How Heat and Drought Affect Pollination

As we enter the hot humid days of summer, our corn crop is going through the critical process of pollination. In this article we’ll discuss some of the critical temperatures and moisture issues that can have an impact on pollination. Corn is a monoecious crop that relies on the flower pollinating the silks to complete the fertilization process. Each silk thread is attached to two kernels, and when the ovule is fertilized, kernel formation starts.


Timing is critical to the pollination process


Corn.The silk formation and emergence needs to be timed with the shedding of the pollen.  If all goes well in a corn field, the silks will begin to emerge from the husk 12-36 hours before the pollen grains start to fall. Pollen shed usually occurs over a 5-6 day period, providing a window of opportunity for the pollination process. If we miss “the nick,” the emergence of the silks and the timely shedding of pollen,  the pollination process will fail.

Silks can grow 1-2 inches per day under normal growing conditions, and will continue to grow for about 10 days or until they come in contact with a grain of pollen. Once the pollination process is complete, silk growth stops. Newly emerged silk has a pale green, translucent appearance. But once the silk is fertilized it rapidly changes color.



Factors affecting pollination


  • Rainfall – Heavy rainfall, or rainfall that lasts for several days, can wash the pollen off before it has a chance to fertilize the silk. The tassel emits pollen at two different times during the day, usually mid-morning and late in the day.


  • Drought – When you have a combination of low soil moisture and high temperatures which often causes more water to evaporate from the plant, silk growth is slowed. In times of extended dry conditions, silk growth can be reduced to near zero. Drought conditions affect silk development much more than pollen development. In extreme droughts, it is possible that the pollen grains have all fallen before the silks have emerged, resulting in a cob with only a few kernels developed.
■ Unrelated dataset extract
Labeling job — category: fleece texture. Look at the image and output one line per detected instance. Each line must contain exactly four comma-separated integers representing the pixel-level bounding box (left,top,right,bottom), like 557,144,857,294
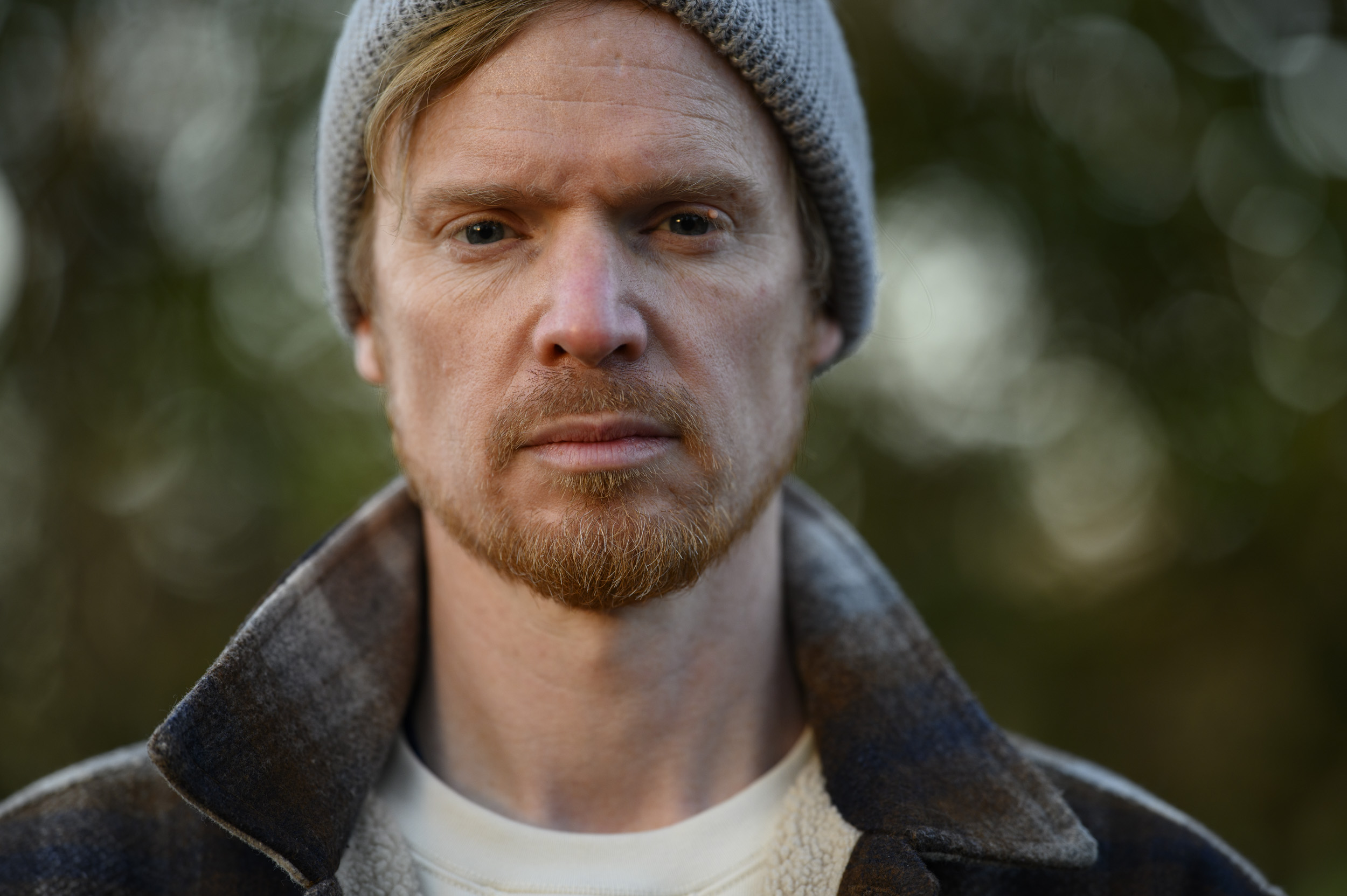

  • High Temperatures – Long periods of high temperature can have a significant impact on the pollination process. Hot temperatures can inhibit the production and release of the pollen from the tassel. Silk tips can scorch under intense heat. If the silk tips scorch, it retards the ability of the silk tube to receive the pollen and the result will be two missing kernels on the cob. Temperatures above 85 degrees decrease the amount of pollen that is shed.

Corn.Under normal growing conditions, a grain of pollen can remain viable for up to 24 hours, but in hot dry conditions, that viability can be reduced to two hours or less. In temperatures of 100 degrees or more, the pollen may lose all viability before it has a chance to fertilize the silks. Even though drought can severely affect silk elongation, heat usually does not slow the silk’s growth.

Night-time temperatures are very important during this time of pollination. When the night temperatures fall below 75 degrees, the plant has a chance to recharge and refresh itself before another day of heat stress. If the nighttime temperatures do not drop below 85 degrees, it significantly increases the stress on the plant and risk of poor pollination.


Corn is a resilient plant and a marvel of creation. It’s ability to withstand heat and drought is remarkable. We’ve all seen crops that have endured a lot of stress and yet went on to yield a bountiful harvest. I hope your crop does well this season!